Tout ce qu’il faut savoir sur l’amour quand on est une femme (ou un homme)
Fabienne Jacob sait ce que font les mots. Ce qui n’est pas forcément le cas de sa narratrice. Du moins pas tout de suite. Car il faut du temps. Surtout lorsqu’on vient d’être plaquée avec le sentiment de plonger dans l’abîme. Certes, il faut du temps nous dit-on alors. Cela est vrai même si à l’instant « t » le schlimblik n’avance pas d’un pouce pour la Pierrotte d’Amour.
Mais pour autant elle ne se complaît pas dans le marasme. Le tout est de tenir et surtout ne pas s’enfermer. Cette héroïne (miroir ?) possède l’intelligence de la curiosité et du mouvement. De nouveau, Fabienne Jacob entame une suite de flashbacks dont elle a le secret. Le tout au sein d’une enquête filée à la recherche d’un passé empiétant et par une manière juste et acérée pour écrire le réel.
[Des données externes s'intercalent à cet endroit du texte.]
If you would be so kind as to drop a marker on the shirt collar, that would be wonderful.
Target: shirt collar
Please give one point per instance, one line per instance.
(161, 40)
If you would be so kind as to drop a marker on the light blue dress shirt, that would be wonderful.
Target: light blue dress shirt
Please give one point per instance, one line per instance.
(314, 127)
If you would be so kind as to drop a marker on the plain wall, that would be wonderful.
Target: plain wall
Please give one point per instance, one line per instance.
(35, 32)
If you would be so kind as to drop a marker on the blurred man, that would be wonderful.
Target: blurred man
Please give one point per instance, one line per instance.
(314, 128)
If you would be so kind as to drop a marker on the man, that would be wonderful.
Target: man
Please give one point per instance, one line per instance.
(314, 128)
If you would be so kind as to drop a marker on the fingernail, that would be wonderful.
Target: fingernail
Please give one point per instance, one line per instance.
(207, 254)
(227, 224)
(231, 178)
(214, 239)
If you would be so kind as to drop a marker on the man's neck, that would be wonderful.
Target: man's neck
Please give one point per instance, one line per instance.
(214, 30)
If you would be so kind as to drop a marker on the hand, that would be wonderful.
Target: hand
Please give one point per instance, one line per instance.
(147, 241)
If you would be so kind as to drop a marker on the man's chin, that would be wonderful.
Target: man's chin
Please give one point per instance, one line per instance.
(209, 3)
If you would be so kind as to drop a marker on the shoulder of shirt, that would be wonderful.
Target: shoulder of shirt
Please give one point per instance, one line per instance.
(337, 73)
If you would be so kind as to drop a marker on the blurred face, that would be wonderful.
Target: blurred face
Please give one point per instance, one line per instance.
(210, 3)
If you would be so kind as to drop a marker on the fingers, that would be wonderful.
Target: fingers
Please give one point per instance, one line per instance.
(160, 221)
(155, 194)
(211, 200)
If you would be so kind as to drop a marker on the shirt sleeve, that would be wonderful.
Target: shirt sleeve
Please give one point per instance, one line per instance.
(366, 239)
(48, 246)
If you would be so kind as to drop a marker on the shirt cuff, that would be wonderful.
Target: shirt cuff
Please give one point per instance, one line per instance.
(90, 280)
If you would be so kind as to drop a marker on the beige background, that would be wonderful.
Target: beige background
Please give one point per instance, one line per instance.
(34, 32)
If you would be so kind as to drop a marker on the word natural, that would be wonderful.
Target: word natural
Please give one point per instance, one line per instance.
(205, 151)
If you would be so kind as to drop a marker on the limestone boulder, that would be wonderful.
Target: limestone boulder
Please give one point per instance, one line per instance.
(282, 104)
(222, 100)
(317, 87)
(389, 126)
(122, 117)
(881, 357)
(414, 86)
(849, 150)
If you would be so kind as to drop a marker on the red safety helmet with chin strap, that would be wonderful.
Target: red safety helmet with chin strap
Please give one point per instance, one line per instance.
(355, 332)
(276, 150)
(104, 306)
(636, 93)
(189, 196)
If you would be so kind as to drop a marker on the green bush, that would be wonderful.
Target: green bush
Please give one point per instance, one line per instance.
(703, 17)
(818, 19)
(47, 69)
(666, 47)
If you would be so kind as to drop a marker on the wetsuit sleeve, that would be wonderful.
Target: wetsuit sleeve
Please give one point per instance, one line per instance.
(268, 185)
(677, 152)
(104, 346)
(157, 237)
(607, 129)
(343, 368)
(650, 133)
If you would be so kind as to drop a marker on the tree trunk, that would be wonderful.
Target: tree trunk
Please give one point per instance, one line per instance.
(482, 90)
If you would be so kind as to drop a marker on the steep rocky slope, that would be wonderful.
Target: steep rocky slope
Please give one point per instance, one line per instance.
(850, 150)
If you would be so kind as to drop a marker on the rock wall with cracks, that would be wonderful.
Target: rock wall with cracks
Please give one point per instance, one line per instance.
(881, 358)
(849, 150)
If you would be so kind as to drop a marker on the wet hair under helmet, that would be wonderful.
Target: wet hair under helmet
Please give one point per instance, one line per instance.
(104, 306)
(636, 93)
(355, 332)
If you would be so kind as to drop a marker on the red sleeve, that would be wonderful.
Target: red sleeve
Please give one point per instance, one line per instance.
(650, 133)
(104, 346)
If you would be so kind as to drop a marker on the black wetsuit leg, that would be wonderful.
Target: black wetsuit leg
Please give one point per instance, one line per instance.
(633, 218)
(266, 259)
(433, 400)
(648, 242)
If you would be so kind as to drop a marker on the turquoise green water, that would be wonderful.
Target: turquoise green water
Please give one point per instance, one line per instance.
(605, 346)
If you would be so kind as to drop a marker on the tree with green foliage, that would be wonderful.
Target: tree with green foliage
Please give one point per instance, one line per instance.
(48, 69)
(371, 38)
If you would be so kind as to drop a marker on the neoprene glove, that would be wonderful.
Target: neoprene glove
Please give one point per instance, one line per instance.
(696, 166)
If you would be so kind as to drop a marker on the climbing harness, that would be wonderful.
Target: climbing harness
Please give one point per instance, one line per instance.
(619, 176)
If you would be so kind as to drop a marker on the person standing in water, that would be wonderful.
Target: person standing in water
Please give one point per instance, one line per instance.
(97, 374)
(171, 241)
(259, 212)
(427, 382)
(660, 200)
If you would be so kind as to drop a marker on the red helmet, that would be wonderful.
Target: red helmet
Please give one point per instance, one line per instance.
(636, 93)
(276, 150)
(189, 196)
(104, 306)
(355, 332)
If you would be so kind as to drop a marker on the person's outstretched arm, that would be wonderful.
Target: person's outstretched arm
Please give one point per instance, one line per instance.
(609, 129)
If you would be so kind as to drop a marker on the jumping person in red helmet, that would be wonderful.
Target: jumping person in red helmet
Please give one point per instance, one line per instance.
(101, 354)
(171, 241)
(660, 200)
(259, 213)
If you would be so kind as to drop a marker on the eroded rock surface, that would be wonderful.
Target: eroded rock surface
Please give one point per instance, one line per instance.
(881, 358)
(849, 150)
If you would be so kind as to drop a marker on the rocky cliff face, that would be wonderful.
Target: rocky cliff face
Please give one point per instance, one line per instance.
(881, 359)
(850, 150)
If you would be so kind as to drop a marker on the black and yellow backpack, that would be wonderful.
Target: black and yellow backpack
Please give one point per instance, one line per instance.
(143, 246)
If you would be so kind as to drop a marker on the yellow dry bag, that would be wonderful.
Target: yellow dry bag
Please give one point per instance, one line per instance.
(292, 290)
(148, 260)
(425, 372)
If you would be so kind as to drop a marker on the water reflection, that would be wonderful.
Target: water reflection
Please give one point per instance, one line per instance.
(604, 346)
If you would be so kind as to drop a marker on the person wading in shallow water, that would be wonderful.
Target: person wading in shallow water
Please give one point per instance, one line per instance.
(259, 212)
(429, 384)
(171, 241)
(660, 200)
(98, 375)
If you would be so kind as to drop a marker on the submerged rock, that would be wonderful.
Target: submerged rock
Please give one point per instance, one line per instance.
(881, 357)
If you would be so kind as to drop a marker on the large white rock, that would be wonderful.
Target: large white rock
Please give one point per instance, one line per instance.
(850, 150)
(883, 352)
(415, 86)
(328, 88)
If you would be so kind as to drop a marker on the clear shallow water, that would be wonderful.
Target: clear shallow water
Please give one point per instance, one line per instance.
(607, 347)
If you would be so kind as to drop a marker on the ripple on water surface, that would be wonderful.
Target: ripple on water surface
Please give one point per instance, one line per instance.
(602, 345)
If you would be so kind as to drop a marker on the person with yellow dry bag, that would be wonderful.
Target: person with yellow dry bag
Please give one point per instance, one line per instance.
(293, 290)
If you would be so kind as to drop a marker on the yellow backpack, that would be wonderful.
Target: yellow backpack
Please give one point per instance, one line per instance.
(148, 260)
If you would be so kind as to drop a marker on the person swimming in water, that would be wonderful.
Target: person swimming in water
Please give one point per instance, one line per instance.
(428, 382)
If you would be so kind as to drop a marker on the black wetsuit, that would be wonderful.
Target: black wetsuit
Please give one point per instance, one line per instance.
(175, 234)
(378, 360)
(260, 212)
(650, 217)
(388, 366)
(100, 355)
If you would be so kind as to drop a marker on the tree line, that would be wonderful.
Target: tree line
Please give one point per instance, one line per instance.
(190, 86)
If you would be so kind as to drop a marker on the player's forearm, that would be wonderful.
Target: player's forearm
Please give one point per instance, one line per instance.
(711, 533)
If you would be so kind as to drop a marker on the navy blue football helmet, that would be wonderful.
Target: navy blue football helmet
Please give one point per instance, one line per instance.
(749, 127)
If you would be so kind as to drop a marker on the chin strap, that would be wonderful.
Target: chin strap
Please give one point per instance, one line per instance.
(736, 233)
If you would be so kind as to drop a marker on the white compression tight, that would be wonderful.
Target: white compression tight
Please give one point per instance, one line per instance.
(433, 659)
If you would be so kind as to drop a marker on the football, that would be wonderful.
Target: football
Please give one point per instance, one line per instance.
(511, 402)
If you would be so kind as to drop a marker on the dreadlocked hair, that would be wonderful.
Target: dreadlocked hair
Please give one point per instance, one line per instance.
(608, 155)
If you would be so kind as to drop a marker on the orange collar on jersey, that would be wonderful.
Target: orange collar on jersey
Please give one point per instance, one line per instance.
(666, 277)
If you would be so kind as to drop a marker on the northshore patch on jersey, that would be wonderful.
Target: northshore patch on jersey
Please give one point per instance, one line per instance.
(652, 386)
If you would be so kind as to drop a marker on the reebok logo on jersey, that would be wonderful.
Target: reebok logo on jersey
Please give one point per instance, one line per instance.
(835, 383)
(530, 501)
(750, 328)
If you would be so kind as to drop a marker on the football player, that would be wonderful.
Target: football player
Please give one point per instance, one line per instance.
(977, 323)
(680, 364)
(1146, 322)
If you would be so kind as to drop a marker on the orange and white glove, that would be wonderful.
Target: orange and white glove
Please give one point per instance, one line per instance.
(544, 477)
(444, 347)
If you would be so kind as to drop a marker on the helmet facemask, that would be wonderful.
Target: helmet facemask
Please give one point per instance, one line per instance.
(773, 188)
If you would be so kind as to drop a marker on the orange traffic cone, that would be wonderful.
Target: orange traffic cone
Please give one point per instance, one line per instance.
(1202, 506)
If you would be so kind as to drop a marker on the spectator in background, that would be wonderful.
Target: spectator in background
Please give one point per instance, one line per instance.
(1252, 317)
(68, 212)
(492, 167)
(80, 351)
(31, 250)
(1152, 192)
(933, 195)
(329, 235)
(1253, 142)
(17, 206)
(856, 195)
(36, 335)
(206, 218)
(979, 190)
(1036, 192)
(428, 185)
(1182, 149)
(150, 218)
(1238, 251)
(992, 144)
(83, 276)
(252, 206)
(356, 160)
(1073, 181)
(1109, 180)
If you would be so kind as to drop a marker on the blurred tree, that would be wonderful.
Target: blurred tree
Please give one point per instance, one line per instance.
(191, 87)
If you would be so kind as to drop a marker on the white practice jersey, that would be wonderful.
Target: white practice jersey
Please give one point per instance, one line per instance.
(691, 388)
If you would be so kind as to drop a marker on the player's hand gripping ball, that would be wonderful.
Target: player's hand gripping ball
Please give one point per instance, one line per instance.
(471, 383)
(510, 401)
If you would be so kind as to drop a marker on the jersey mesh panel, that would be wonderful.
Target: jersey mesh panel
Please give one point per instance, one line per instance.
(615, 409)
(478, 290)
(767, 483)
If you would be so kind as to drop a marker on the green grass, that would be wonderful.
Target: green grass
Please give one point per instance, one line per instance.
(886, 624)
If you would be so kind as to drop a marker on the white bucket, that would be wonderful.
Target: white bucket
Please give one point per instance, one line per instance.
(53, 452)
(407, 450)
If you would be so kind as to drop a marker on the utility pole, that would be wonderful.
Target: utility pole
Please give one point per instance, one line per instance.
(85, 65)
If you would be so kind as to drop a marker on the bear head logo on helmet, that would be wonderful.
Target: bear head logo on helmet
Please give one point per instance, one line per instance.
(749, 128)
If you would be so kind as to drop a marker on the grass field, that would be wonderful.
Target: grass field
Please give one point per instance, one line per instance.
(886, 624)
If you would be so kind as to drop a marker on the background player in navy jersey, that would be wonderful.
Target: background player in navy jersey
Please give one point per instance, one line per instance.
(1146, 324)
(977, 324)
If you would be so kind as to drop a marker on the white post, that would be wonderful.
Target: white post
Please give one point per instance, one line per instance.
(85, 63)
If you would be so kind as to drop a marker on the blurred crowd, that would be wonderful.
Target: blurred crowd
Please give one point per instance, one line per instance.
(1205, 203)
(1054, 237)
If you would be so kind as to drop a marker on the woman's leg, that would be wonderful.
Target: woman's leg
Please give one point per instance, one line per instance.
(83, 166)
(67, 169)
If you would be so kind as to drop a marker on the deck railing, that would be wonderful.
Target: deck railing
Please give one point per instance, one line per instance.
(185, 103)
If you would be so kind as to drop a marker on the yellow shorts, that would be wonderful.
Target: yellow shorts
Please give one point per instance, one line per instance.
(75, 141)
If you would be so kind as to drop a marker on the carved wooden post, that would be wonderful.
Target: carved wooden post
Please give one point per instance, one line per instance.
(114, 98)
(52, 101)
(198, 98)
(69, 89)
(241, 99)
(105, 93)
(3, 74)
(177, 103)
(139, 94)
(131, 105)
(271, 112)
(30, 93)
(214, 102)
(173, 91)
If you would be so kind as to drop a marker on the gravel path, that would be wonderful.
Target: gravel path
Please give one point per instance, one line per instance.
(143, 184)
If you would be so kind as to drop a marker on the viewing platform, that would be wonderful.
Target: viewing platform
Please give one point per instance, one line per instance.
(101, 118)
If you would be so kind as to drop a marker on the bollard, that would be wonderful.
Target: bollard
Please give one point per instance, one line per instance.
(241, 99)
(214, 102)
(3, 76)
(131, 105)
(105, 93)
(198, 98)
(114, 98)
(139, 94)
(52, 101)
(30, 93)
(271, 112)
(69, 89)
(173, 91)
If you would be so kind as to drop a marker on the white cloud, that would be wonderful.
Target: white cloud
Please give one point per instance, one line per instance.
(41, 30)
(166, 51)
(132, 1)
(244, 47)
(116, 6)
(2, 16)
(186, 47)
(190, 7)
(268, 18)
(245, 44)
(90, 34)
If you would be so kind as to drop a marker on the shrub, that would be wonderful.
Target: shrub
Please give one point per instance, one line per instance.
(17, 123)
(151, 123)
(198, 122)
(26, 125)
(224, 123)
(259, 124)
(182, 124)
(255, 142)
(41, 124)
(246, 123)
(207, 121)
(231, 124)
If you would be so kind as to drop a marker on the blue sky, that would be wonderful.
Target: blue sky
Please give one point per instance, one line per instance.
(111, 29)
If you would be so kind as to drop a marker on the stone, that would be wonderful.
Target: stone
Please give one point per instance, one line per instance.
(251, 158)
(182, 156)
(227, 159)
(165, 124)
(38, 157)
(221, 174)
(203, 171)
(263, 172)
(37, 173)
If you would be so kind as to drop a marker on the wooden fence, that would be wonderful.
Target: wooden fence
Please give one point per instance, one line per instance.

Comme lorsqu’elle parle d’un « homme dans le rayon de supermarché ». De fait, il engage (avec des poulets arrivés nuitamment dans le même lieu) une remontée. Il est vrai que cette narratrice possède une complexion adéquate : son corps ne s’embarrasse pas de ce qui n’est pas vrai : « il évacue, il trie, il sait ». Enfin presque. Mais le moment voulu dans cette narration il se souvient de qui il fut (et de ses expériences) tout en s’accordant le droit de renaître et d’exister.
Le tout à l’exercice de la rue où « pour aborder des inconnues, les hommes font preuve d’imagination » et parfois osent tout en matière de harcèlements. Mais le livre n’est en rien un brûlot « me too ». La romancière fait la liste amusée des plus entreprenants des importuns comme des plus joyeux : maçons, couvreurs, plombiers, charpentiers — les garagistes font bande à part.
Dès lors pas à pas, au fil des évocations, la narratrice retrouve pieds sur l’asphalte. Tout est mené de manière vive au milieu des mateurs et amateurs. Devenue mûre, la narratrice aime fréquenter ceux mais aussi celles qui lui résistent comme l’ex-nonne. Elle ne peut se nommer défroquée mais lui rappelle que le corps tû entraîne à des amours qui se seraient nommées jadis « contre-nature ».
Peu à peu, la femme non « des » mais « dans » les rues s’engage à suivre des inconnus avec un sentiment océanique. Preuve que le quotidien recèle « des micro-miracles en pagaille pour peu qu’on veuille les voir » jusqu’à devenir fleuve (Amour ?). Il suffit parfois de claquer une porte pour retrouver l’élan. Ce mot restera la « leçon » de ce roman si parfaitement réussi et non achevé…
jean-paul gavard-perret
Fabienne Jacob, Un homme aborde une femme, Buchet-Chastel, Paris, 2018, 192 p. –15,00 €. Mise en vente le 23 aout 2018.